Of all the coverage of the disturbance in Baltimore that came in the wake of Freddie Gray’s death, the item that caught my attention the most was CNN’s coverage of the powerful African American women in charge of that city. Howard University alumna Stephanie Elam has authoritatively treated such recent issues as the shooting of Michael Brown and the racist remarks of L.A .Clippers owner Donald Sterling. Here, she cast a spotlight on “three powerful black women whose legacies may forever be tied to this moment in Baltimore’s history.”
I wholeheartedly agree that their steady, proactive presence calmed the city and prevented even greater violence and destruction. In the first hours of the crisis, I reached out to my counterpart at the Baltimore Urban League, J. Howard Henderson, whose wisdom and perspective I have come to trust deeply over the years. Despite all that was gong on, he took the time to share these observations:
- Mayor Stephanie Rawlings Blake, from the moment the situation arose through her request last week for the Department of Justice to investigate the city’s police department, has consistently demonstrated resourcefulness and integrity.
- Marilyn Mosby, the youngest chief prosecutor of any major city in America, has been decisive in the face of enormous scrutiny.
- Linda Singh, Adjutant General of the State of Maryland, oversaw a measured, appropriate response to the disturbance.
I would like to add four more black women to the list of bold Baltimore heroines.
- Toya Graham, the mother videotaped slapping her 16-year-old son. She didn’t ask to be at the center of a debate about parenting. She just acted on instinct to keep her boy from making a mistake.
- Catherine Pugh, State Senator representing Maryland’s District 40, and Chair of the Maryland Legislative Black Caucus, who walked the pre- and post-curfew streets asking residents to go home. She didn’t want the residents of her city to be arrested and possibly hurt.
- Gospel singer and activist Doreen Vail, who offered her neighbors hope and inspiration through her gorgeous vocals at impromptu street performances.
- Michelle Obama, who took the opportunity recently to address the larger issue of despair in her commencement speech at Tuskegee University: “I want to be very clear that those feelings are not an excuse to just throw up our hands and give up. Not an excuse. They are not an excuse to lose hope. To succumb to feelings of despair and anger only means that in the end, we lose.”

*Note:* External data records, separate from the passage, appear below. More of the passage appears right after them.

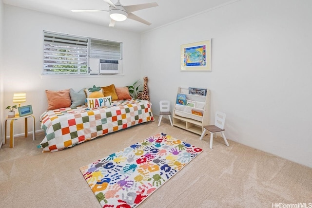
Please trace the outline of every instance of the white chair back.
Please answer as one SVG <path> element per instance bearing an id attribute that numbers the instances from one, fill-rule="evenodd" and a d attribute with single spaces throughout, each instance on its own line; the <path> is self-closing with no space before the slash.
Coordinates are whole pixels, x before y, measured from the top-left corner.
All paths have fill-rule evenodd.
<path id="1" fill-rule="evenodd" d="M 169 112 L 170 111 L 170 102 L 168 100 L 161 100 L 159 102 L 161 112 Z"/>
<path id="2" fill-rule="evenodd" d="M 224 129 L 224 123 L 226 114 L 222 112 L 217 111 L 215 112 L 214 117 L 214 126 L 221 129 Z"/>

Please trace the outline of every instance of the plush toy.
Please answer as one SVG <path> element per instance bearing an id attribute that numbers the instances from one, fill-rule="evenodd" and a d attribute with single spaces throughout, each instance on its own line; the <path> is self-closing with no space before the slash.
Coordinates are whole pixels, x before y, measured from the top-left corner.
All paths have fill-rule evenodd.
<path id="1" fill-rule="evenodd" d="M 101 92 L 99 92 L 101 90 L 101 87 L 96 87 L 95 85 L 93 85 L 93 87 L 90 87 L 88 89 L 90 92 L 92 93 L 89 95 L 88 97 L 90 98 L 98 98 L 99 97 L 103 97 L 104 95 Z"/>

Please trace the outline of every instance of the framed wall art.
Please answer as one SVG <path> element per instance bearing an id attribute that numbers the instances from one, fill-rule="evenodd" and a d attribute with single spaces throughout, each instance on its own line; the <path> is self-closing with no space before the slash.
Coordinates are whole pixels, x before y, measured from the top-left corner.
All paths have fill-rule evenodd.
<path id="1" fill-rule="evenodd" d="M 211 39 L 181 45 L 181 71 L 211 71 Z"/>

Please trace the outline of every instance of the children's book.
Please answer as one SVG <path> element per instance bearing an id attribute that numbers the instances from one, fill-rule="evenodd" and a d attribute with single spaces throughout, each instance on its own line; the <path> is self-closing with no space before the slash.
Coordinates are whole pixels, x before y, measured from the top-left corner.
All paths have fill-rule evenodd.
<path id="1" fill-rule="evenodd" d="M 193 108 L 196 108 L 196 101 L 191 100 L 186 100 L 186 105 Z"/>
<path id="2" fill-rule="evenodd" d="M 176 95 L 176 104 L 179 105 L 186 105 L 186 95 L 178 94 Z"/>
<path id="3" fill-rule="evenodd" d="M 207 95 L 207 89 L 189 87 L 189 93 L 191 95 L 196 95 L 206 96 Z"/>
<path id="4" fill-rule="evenodd" d="M 200 116 L 203 116 L 203 113 L 199 111 L 196 111 L 195 110 L 192 110 L 192 113 L 194 114 L 194 115 L 199 115 Z"/>

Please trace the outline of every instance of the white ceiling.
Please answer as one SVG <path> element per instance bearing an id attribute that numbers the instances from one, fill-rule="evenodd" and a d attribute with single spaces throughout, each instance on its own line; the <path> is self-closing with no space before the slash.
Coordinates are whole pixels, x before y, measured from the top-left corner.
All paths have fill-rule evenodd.
<path id="1" fill-rule="evenodd" d="M 133 12 L 152 23 L 150 26 L 131 19 L 117 22 L 115 28 L 141 33 L 196 14 L 240 0 L 120 0 L 123 5 L 156 2 L 158 6 Z M 107 12 L 74 13 L 71 10 L 108 10 L 103 0 L 2 0 L 4 4 L 108 26 Z M 117 0 L 112 0 L 116 3 Z"/>

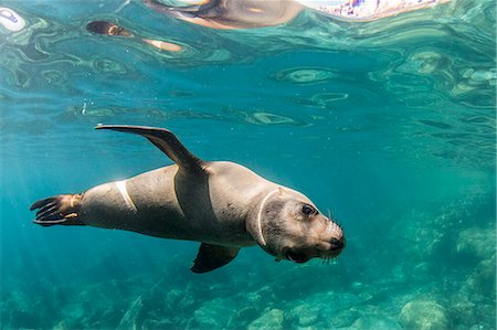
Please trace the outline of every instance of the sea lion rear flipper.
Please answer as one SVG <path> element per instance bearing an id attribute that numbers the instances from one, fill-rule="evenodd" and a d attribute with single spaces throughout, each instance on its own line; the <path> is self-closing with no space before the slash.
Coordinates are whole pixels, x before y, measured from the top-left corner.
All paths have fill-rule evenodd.
<path id="1" fill-rule="evenodd" d="M 170 130 L 156 127 L 128 126 L 128 125 L 98 125 L 95 129 L 110 129 L 124 132 L 137 134 L 146 137 L 157 148 L 175 161 L 179 168 L 187 173 L 197 173 L 203 171 L 203 160 L 193 156 L 178 140 Z"/>
<path id="2" fill-rule="evenodd" d="M 240 247 L 229 247 L 202 243 L 190 268 L 193 273 L 207 273 L 222 267 L 233 260 L 239 254 Z"/>

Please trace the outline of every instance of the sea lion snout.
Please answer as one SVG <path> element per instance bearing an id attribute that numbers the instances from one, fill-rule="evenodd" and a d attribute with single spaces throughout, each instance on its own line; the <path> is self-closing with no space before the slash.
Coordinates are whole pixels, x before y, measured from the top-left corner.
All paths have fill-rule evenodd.
<path id="1" fill-rule="evenodd" d="M 345 238 L 343 238 L 343 236 L 339 239 L 331 238 L 329 241 L 329 244 L 331 244 L 331 247 L 330 247 L 331 251 L 342 249 L 345 247 Z"/>

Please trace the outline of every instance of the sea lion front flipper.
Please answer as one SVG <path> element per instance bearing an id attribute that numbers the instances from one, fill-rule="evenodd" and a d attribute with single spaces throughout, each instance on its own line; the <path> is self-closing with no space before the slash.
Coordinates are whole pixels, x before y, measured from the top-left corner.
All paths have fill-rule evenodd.
<path id="1" fill-rule="evenodd" d="M 187 173 L 198 173 L 203 171 L 203 160 L 188 151 L 188 149 L 170 130 L 156 127 L 128 125 L 98 125 L 95 129 L 110 129 L 140 135 L 146 137 L 150 142 L 166 153 L 167 157 L 179 166 L 180 170 Z"/>
<path id="2" fill-rule="evenodd" d="M 239 254 L 240 247 L 221 246 L 202 243 L 190 268 L 193 273 L 207 273 L 222 267 L 233 260 Z"/>

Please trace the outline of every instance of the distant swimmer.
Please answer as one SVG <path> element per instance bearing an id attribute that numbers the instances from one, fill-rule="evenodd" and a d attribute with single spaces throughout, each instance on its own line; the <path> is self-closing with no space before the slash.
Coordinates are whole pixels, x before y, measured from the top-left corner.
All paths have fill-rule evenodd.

Beyond the examples set by these seven women, I am also impressed by the reaction of community members to the reckless behavior of a small minority of protestors. With regard to the media, a shout out to Jim Vance at NBC 4 for the excellent and balanced coverage. However, we know that some media will continue to sensationalize unlawful and bad behavior rather than celebrating acts of heroism large and small. Despite this knowledge, we may still need to remind ourselves to tune out irresponsible coverage and to focus on the solutions that lead to greater justice and equity.
If there’s one image that will stick with me from these past few distressing weeks, it’s the chain of hands formed by black men, standing in solidarity with police officers in riot gear, outside a recently looted storefront. This photo by Jim Bourg of Reuters signals to me that the residents of the Baltimore City neighborhoods that Americans saw on T.V. really do care about keeping the peace and about how their community is portrayed in the national media. It was a lovely sight.
As the city heals itself through self-examination, proactive measures and coalitions with law enforcement and the community, it gives me reason to hope.
George H. Lambert, Jr. is the President and CEO of the Greater Washington Urban League.